Roman, İstanbul'un işgal altında olduğu Mütareke dönemini (1918-1922) anlatır. Karaosmanoğlu, bu dönemde İstanbul'da yaşayan bazı Türk ve Levanten kesimlerin işgal güçleriyle işbirliği yapmasını, ahlaki değerlerinden uzaklaşmasını ve sadece kendi çıkarlarını düşünmesini eleştirel bir bakışla yansıtır.
Yakup Kadri, realist ve eleştirel bir üslup kullanır. Tasvirler güçlüdür ve karakterler psikolojik derinlik taşır. Roman, toplumsal bir belge niteliği de taşır; dönemin sosyal hayatı, giyim kuşamı, eğlence anlayışı ve konuşma dili başarıyla yansıtılır.
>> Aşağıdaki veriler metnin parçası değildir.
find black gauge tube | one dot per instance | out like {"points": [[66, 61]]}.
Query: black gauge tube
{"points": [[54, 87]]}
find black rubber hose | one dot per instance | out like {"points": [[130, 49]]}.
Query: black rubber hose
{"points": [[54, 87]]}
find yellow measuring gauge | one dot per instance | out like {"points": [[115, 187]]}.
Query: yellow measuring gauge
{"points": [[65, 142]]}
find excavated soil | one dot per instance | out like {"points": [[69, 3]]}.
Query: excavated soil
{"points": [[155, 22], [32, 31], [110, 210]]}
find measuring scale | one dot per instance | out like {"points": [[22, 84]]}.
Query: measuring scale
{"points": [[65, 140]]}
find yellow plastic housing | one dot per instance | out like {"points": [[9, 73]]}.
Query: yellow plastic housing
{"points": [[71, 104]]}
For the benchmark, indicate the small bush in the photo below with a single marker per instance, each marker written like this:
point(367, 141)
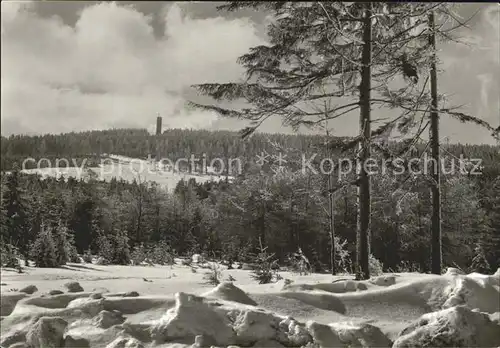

Sodom ve Gomore, sadece edebi değil, tarihsel ve sosyolojik bir öneme de sahiptir. Yakup Kadri, bu romanla Türk toplumunun en zor zamanlarından birinde yaşadığı kimlik bunalımını ve ahlaki sorgulamayı kalıcı bir şekilde kayıt altına almıştır. Roman, okuyucuya şu soruyu sordurur: Toplumsal çöküş tehlikesiyle karşı karşıya kalındığında, bireyin ve toplumun sorumluluğu nedir?
📌 Not: Bu roman, Yakup Kadri'nin "Kiralık Konak" ve "Yaban" gibi diğer eserleriyle birlikte, Türk toplumunun geçirdiği büyük dönüşümü anlatan üçlemenin bir parçası olarak da değerlendirilebilir.